La sola questione dell'Esclusione occupava le menti di tutti. Tutta la stampa e i pergami del reame presero parte al conflitto. Da un lato, sostenevasi che la Costituzione e la Religione dello Stato non sarebbero mai sicure sotto un re papista; dall'altro lato, che il diritto di Giacomo alla Corona derivava da Dio, e non poteva essere annullato nè anche dal consenso dell'intero corpo legislativo.
LII. Ogni contea, ogni città, ogni famiglia, era in grande agitazione. Le cortesie e le ospitalità de' vicini rimanevano interrotte. I più cari vincoli d'amicizia e di sangue erano indeboliti o rotti.
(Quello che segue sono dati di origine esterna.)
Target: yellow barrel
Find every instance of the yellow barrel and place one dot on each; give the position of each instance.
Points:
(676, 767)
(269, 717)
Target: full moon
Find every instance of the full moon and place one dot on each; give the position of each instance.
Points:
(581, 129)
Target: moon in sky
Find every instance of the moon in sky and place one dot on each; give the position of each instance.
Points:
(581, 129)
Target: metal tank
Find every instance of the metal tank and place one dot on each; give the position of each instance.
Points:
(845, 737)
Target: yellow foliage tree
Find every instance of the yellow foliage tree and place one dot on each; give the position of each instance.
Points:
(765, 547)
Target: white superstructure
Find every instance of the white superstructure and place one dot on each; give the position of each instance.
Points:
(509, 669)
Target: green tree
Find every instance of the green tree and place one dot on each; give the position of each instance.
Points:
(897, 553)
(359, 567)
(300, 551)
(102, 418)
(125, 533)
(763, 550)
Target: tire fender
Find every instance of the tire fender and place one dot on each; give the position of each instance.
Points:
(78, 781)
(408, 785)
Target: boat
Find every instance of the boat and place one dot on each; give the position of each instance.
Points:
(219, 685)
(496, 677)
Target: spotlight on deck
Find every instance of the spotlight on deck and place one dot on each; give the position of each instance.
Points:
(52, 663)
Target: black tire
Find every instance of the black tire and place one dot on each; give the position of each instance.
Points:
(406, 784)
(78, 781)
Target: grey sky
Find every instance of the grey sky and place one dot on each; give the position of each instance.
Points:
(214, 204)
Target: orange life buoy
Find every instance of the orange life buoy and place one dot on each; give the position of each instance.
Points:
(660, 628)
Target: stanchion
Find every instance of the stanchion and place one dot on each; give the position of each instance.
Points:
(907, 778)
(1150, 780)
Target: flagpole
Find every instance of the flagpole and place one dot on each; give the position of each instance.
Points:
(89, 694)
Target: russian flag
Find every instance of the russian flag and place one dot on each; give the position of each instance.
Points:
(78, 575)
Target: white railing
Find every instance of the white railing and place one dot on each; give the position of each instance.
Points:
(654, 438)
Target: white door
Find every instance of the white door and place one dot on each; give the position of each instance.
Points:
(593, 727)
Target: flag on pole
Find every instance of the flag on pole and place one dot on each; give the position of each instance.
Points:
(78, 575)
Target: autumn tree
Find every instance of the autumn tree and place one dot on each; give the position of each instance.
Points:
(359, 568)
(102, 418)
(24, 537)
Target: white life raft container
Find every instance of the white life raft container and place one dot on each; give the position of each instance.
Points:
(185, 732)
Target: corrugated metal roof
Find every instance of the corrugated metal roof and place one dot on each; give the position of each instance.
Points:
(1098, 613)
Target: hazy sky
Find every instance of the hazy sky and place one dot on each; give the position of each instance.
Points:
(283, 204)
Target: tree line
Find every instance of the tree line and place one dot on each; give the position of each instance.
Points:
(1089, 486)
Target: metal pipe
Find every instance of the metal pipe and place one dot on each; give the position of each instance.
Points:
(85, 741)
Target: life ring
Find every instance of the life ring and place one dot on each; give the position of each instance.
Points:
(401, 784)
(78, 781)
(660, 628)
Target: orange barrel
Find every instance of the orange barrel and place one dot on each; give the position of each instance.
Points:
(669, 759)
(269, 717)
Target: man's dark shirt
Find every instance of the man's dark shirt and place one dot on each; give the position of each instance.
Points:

Perfino gli scolari erano divisi in parti; e il Duca di York e il Conte di Shaftesbury avevano partigiani zelanti in Westminster ed Eaton. I teatri risuonavano de' clamori delle avverse fazioni. La Papessa Giovanna fu messa sulle scene dai fervidi protestanti. I poeti pensionati empivano i prologhi e gli epiloghi di elogi al Re e al Duca. I malcontenti assediavano il trono con petizioni, chiedendo la subita convocazione del Parlamento. I realisti mandavano indirizzi, significando lo estremo aborrimento contro tutti coloro che presumessero imporre al sovrano. I cittadini di Londra raccoglievansi a diecine di migliaia, onde bruciare il papa in effigie. Il Governo appostò coorti di cavalleria a Temple Bar, e collocò le artiglierie attorno Whitehall. In quell'anno, la nostra lingua si arricchì di due parole, mob e sham(44); notevoli ricordi d'una stagione di tumulti e d'impostura(45).
LIII. Gli avversari della Corte erano chiamati Birminghams, Petizionisti, Esclusionisti.